Saturday, October 9, 2010

The Omni-Characteristics of God (Part 3: Omniscience)

This will be my third post in a five part series discussing the common characteristics of God and how I see them in light of my universalism. The five parts are:
  1. Omnibenevolence (God is all-loving)
  2. Omnipresence (God is present everywhere in space and time)
  3. Omniscience (God is all-knowing, past, present, and future)
  4. Omnipotence (God is all-powerful)
  5. The Problem of Evil (The question of why, if God has the above 4 characteristics, evil exists in the universe)
For my third post in this series, I continue with God's omniscience. The word omniscience comes from the Latin words "omnis" (all) and "scientia" (knowledge). God's omniscience is His quality of being all-knowing, i.e., God knows everything in both space and time. For me, it is the most challenging characteristic of God to understand. Even worse, God's omniscience is perhaps His most controversial aspect, since it seems to be in conflict with the idea of human free-will. Despite these issues, I believe God's omniscience to be vital in His relationship to His creation.

The reason I consider God's omniscience so problematic to understand is because it is virtually impossible for a finite human to relate to such a characteristic. The other three characteristics in the this series (omnibenevolence, omnipresence, and omnipotence) are easier to comprehend, even if unattainable for humans. Omnibenevolence is just unconditional love extended to all people, and most humans experience unconditional love through the parent-child relationship. Omnipotence, while far beyond human capability, is easy to imagine, and frequently bestowed upon literary, television, or film characters. Omnipresence is formidable, but still within the limits of comprehension. Omniscience, though, is downright inconceivable.

When you genuinely begin to ponder omniscience, the shear size of the information in the universe is overwhelming. Everything truly means everything- the actions and thoughts of all living beings down to the nerve impulses in their brains, the changing positions of all the stars in the planets in all the galaxies, the location of every single proton and electron...the list is practically infinite. My comparably small mind cannot even begin to fathom the sheer amount of information an omniscient being would have to know, let alone how all this knowledge is comprehended.

However, it is not this perplexity which makes God's omniscience so fascinating. It is how God's omniscience appears to clash with the concept of free-will. Before I begin to discuss this, I will state that I plan to argue this from premise that free-will is factual, because I believe it to be. Sometime later, I will post on exactly why I accept free-will over determinism.

The argument that free-will conflicts with God's omniscience generally takes this form: If God is all-knowing, He knows all of your future actions before you are even born.

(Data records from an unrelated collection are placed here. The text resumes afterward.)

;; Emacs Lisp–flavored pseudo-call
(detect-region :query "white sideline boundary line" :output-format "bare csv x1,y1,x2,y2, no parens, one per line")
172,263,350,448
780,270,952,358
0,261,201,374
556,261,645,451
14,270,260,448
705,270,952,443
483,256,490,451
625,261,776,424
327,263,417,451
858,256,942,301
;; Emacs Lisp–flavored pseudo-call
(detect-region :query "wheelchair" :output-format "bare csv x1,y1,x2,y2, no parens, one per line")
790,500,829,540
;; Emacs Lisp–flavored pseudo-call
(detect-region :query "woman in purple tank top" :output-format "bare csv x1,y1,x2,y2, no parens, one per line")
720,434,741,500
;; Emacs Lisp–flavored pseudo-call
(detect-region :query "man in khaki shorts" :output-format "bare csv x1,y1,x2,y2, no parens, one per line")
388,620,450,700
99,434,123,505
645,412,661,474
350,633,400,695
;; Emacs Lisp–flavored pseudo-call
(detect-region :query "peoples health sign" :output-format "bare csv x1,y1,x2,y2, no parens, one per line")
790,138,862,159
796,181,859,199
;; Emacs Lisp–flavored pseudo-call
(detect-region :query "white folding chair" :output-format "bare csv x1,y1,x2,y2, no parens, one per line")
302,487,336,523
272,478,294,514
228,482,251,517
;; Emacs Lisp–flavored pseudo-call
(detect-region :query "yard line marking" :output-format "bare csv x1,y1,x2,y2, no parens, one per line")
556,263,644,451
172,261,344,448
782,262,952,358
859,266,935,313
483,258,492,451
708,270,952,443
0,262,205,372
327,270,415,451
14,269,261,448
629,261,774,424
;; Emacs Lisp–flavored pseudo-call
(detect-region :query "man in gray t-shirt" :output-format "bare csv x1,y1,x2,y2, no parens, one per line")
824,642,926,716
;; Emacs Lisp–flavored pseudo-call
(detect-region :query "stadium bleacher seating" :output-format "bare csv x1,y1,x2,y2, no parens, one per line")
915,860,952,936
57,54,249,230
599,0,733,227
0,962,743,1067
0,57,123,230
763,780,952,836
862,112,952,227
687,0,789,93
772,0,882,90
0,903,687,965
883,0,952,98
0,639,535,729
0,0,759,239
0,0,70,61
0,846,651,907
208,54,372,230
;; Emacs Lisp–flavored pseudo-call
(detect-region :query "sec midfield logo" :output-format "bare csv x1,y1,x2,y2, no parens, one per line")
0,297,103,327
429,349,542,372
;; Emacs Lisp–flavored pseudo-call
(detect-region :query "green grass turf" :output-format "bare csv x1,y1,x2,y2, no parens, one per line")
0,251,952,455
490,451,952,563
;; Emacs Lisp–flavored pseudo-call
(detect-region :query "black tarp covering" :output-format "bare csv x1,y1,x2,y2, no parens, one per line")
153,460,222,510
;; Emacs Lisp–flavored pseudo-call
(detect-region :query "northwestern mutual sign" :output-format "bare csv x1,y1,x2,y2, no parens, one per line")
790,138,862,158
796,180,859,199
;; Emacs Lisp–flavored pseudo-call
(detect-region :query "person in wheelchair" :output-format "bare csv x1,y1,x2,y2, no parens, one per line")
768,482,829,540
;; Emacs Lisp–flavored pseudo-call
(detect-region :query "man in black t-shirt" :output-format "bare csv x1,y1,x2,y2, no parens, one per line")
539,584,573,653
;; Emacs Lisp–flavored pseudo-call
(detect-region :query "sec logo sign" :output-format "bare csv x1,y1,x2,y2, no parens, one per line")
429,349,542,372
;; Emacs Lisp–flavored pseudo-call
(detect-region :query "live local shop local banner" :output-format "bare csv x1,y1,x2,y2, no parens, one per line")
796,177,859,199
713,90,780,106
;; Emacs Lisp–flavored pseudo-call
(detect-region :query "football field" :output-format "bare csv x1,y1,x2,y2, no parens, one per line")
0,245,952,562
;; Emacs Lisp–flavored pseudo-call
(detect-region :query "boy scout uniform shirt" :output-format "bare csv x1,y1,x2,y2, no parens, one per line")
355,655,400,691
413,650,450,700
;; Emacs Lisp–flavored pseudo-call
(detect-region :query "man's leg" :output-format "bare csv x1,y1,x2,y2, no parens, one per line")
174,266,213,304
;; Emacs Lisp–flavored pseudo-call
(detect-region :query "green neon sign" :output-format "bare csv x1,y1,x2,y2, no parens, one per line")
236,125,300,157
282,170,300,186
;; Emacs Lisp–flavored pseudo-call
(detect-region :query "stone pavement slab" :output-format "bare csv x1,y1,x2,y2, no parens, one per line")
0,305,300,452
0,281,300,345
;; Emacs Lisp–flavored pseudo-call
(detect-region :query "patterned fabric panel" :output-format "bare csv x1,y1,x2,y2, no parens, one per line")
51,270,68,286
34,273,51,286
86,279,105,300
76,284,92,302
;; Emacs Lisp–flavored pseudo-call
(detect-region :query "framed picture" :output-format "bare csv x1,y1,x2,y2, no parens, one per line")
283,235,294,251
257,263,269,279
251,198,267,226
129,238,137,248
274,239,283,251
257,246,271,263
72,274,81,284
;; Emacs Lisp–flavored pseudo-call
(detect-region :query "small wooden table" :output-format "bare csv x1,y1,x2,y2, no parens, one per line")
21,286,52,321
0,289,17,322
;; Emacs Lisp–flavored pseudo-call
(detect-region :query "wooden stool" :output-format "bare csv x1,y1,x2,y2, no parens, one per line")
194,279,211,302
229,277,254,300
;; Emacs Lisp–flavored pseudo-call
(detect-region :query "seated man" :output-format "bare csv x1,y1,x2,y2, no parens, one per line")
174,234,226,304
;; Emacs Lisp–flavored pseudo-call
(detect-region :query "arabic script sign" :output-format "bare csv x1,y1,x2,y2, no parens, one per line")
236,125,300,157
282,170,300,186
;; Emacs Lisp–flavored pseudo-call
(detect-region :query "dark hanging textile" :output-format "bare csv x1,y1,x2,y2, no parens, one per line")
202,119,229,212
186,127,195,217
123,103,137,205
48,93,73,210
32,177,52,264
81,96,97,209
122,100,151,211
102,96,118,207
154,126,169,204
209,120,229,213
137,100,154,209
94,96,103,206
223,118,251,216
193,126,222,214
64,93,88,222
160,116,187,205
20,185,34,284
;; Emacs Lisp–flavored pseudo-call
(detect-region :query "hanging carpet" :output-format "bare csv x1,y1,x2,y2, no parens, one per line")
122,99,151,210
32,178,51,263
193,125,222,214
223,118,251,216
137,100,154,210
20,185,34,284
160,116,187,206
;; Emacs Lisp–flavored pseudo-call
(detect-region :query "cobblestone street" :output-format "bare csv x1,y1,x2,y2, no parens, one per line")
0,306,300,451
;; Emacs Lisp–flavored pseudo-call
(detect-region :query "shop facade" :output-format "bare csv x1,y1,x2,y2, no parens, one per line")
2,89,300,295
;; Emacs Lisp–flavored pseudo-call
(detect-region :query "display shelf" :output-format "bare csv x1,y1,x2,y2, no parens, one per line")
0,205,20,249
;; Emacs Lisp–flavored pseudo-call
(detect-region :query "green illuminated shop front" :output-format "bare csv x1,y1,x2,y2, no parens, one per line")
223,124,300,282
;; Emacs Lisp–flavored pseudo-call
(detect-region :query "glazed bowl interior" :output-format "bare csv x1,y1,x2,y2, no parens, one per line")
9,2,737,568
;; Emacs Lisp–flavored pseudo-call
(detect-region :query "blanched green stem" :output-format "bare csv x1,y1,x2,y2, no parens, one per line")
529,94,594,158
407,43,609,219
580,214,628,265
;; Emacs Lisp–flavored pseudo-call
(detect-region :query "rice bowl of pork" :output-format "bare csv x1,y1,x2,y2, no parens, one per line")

Therefore, you cannot change those actions, because that would violate God's omniscience, which is impossible. Therefore, you do not have free-will.

To be honest, I do not have a quick answer for this paradox. Many of them have been proposed, some of them philosophically complex. Personally, I believe, there are two main options: God has what philosophers call "middle knowledge" or that God has the potential to be omniscient, but He deliberately limits His omniscience in order to give His creation free-will.


Middle-Knowledge: To say that God has "middle-knowledge" means that God knows how an individual will act beforehand because of His knowledge of the individual, but the choice behind the action still belongs to the individual. When you know a person intimately (their previous actions, thoughts, biases, dreams, fears, needs, desires, etc) you can accurately know what action they will take. Even humans can do this with our close family and friends: we know them well enough that we can know how they will act in specific situations, but that does not mean their action was predestined. Because God knows us perfectly (i.e., He possess all knowledge about us, even what we keep secret from everyone else), it is possible He knows how we will react in all situations without affecting our free-will.


Deliberate Limitation: To say that God deliberately limits His omniscience means that God could selectively stop Himself from gaining certain bits of knowledge, even if He has the ability to do so. While God might know some future happenings (like, the next time Mt. Vesuvius will have a major eruption or the next star in the Milky Way galaxy to go supernova) he would stop himself from knowing future human actions (like whether I will murder somebody in the future or whether an individual will ever choose to believe in Him). In this situation, God would know everything accept the things that, if he knew them, would threaten our free will.

These are by no means the only explanations, but I personally believe they are the most reasonable. Nevertheless, I do not claim to have a specific answer to this question. The only answer I can give is "I don't know". What I do know is that, regardless of how God's omniscience functions, I believe God knows us better than any other person on Earth, including ourselves. It is this knowledge which allows God to be so forgiving to each of us. God is compassionate when we make mistakes and sin because He knows why we make them. He understands our pain, fear, and anger and the reasons we lash out at others. This does not mean he approves our actions or that remorse for the pain we cause is unnecessary. What is does mean is that, no matter how badly we screw up, God is still there for us, God still forgives us, and God still loves us.

1 comment:

  1. I lean more towards the concept that God has knowledge of all possible/probable actions. Not only does this keep the omniscience of God intact without some sort of limitations it sounds as mind-blowing as the multiverse theory. Or maybe I've been watching too much Fringe.